彼はキャリアの大半を、神経精神薬理学的なアプローチによる薬物依存症の病態解明に費やしてきた。かねてその領域では、依存症を、精神作用物質の習慣的摂取により脳内報酬系に非可逆的変化が生じた状態と捉えており、彼自身、研究者としての出発点には、「依存症は脳の病気」というセントラル・ドグマを一種の公理と信じていたという。
しかしある時期を境に、彼は自身が公理と信じてきたものに疑いの念を抱くようになったのだ。というのも、研究活動を続けるなかで気づいたのは、薬物が意外なほど脳にダメージを与えていないことだったからだ。それどころか、彼の研究に協力した薬物常習者の大半は、きちんとコントロールして薬物を使っていて、責任ある社会人として高い職業的機能を維持し、家族を守り、コミュニティに貢献していた。
それだけではない。彼は、みずからが薬物を娯楽的に使用することを試みることで、ことさらに薬物の怖さを訴える薬物乱用防止啓発が、理不尽な誇張や虚偽に満ちていることにも気がついたのだ。

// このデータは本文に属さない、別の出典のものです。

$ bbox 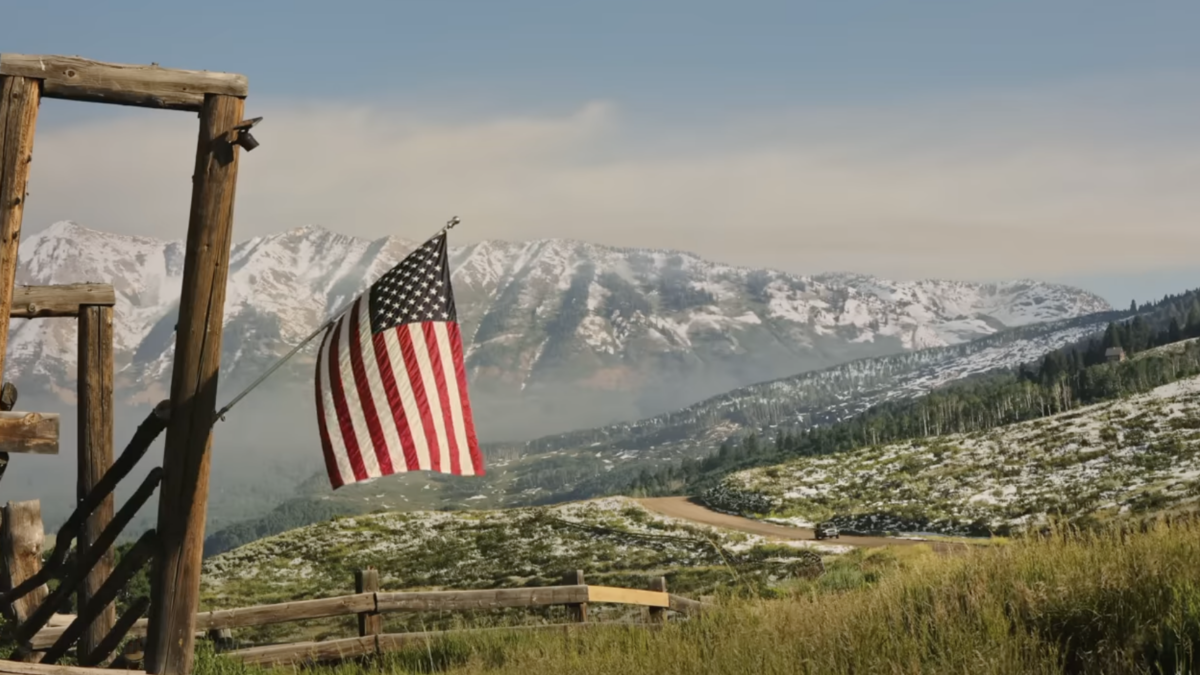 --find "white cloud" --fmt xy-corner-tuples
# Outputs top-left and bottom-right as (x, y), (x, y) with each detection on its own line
(18, 79), (1200, 279)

そして、薬物使用者の人生を破綻させるのは、薬物の薬理作用ではなく、むしろ薬物規制法である、ということ、さらには、その規制法は誰に対しても公平に適用されるわけではなく、すでに偏見と差別に晒されている少数派の人たちをいっそう追い詰めるために濫用されている、ということに思い至るようになったという。

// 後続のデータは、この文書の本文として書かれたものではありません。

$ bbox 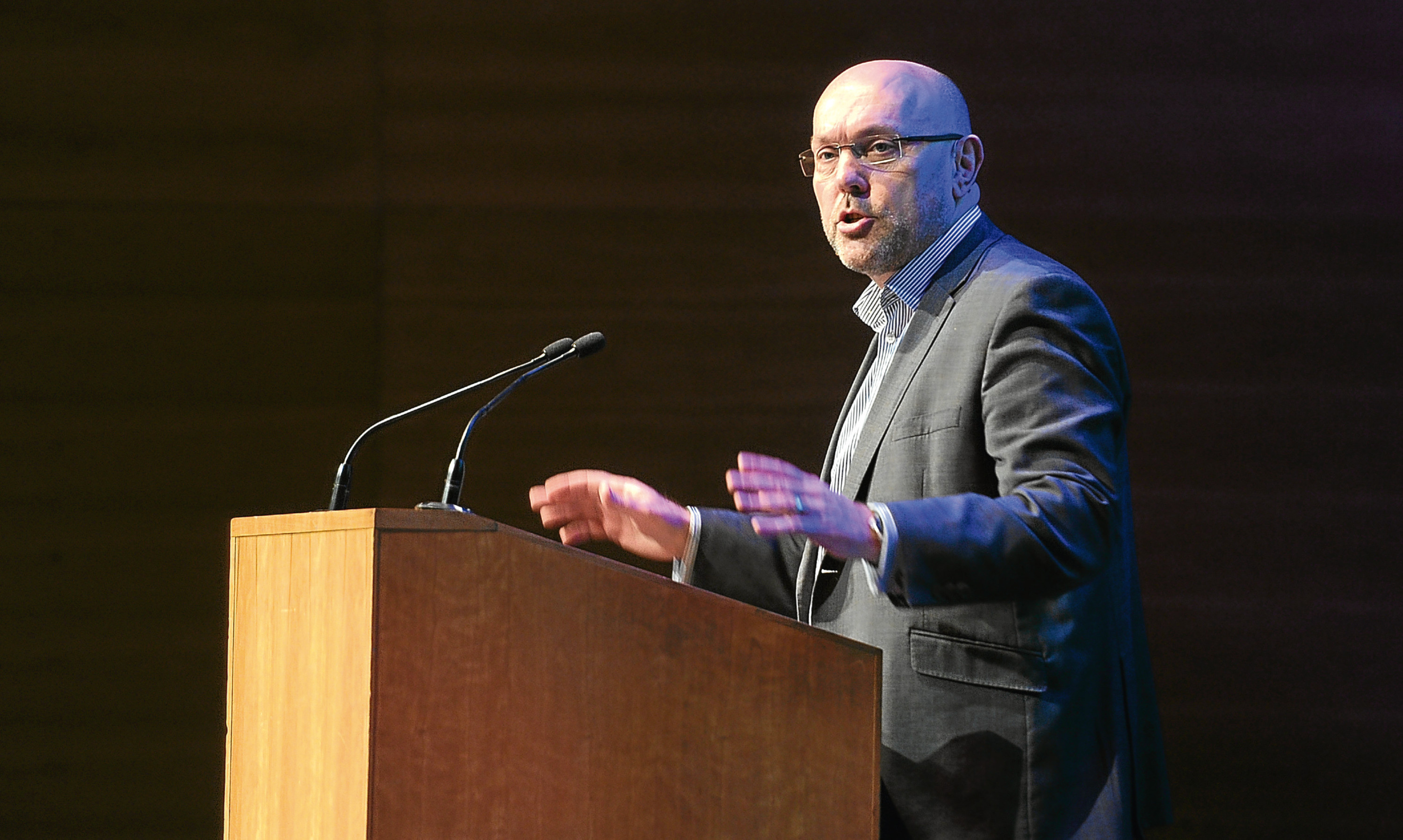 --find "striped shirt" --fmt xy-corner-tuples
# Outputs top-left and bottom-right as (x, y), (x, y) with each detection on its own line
(818, 206), (984, 593)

彼はこうした状況を変えるべく、あらゆる娯楽的薬物を合法化する必要性を主張し、著書執筆や講演、テレビやYouTube番組へのメディア出演を精力的に行っている。近年では、自身が娯楽用薬物の使用者であることを公言し、薬物は決して恐ろしいものではなく、責任ある大人であれば、職場や家庭、地域社会での役割と薬物使用とは両立できることを、みずからの存在を通じて社会に示している。主著としては、本書の他に、High Price: A Neuroscientistʼs Journey of Self-Discovery That Challenges Everything You Know about Drugs and Society(2013: 邦訳書『ドラッグと分断社会アメリカ――神経科学者が語る「依存」の構造』寺町朋子訳、早川書房、2017年)がある。

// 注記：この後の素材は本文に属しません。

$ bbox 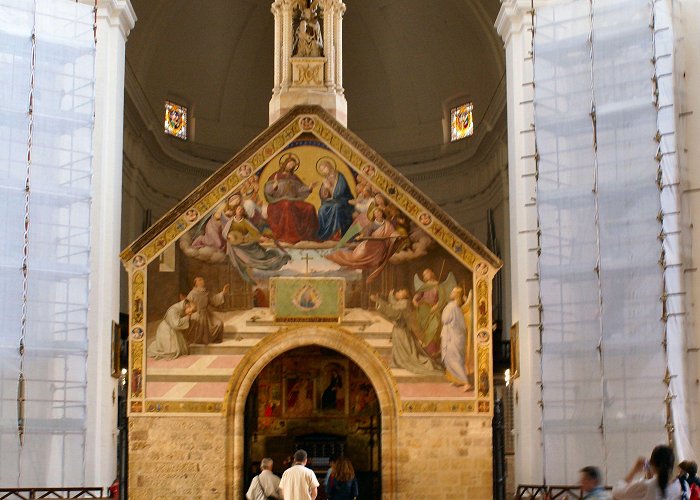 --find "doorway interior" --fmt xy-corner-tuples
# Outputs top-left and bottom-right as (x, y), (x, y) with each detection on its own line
(244, 345), (382, 500)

ハートの主張を理解するには、まずは、彼自身の生い立ちを知る必要があるだろう。
彼は、米国でもっとも危険な地域の一つとされる、マイアミ郊外のキャロルシティ地区で生まれ育った。彼が6歳のとき、両親は離婚した。理由は実の父親が彼を虐待していたからだ。離婚の結果、彼は母親に引き取られ、母親はシングルマザーとして彼を育てることとなった。
彼は高校では優れたバスケットボール選手として注目されていたが、だからといって、将来に対して前向きな希望や夢を抱くのは難しい環境だった。経済的に大学進学が許容される環境ではなかったし、そもそも、彼の周囲には、スポーツや学業で身を立てるといったロールモデルは存在しなかった。その地域に住む若者たちはみな逸脱した生活を送っており、薬物に手を出して身持ちを悪くする友人や親戚も少なくなかった。実際、ハート自身も、高校時代には軽犯罪や麻薬の使用と販売に手を出し、ときには銃を所持していたこともあったという。
彼の転機は、高校卒業後、米国空軍に所属し、四年間、海外で勤務したことだったようだ。この経験が彼の視野を広げ、退役軍人優遇制度を活用して大学に進学するきっかけとなった。彼は心理学を志した。その選択の背景には、薬物で身持ちを悪くした友人や親戚のことを理解したい、できれば助けになりたい、という気持ちがあったらしい。除隊後、彼はまずメリーランド大学で心理学の学士号を取得し、続いて、ワイオミング大学において心理学と神経科学の修士号(1994年)、ならびに博士号(1996年)を取得した。博士号取得当時、彼は黒人としては米国最初の神経科学博士号取得者であったという。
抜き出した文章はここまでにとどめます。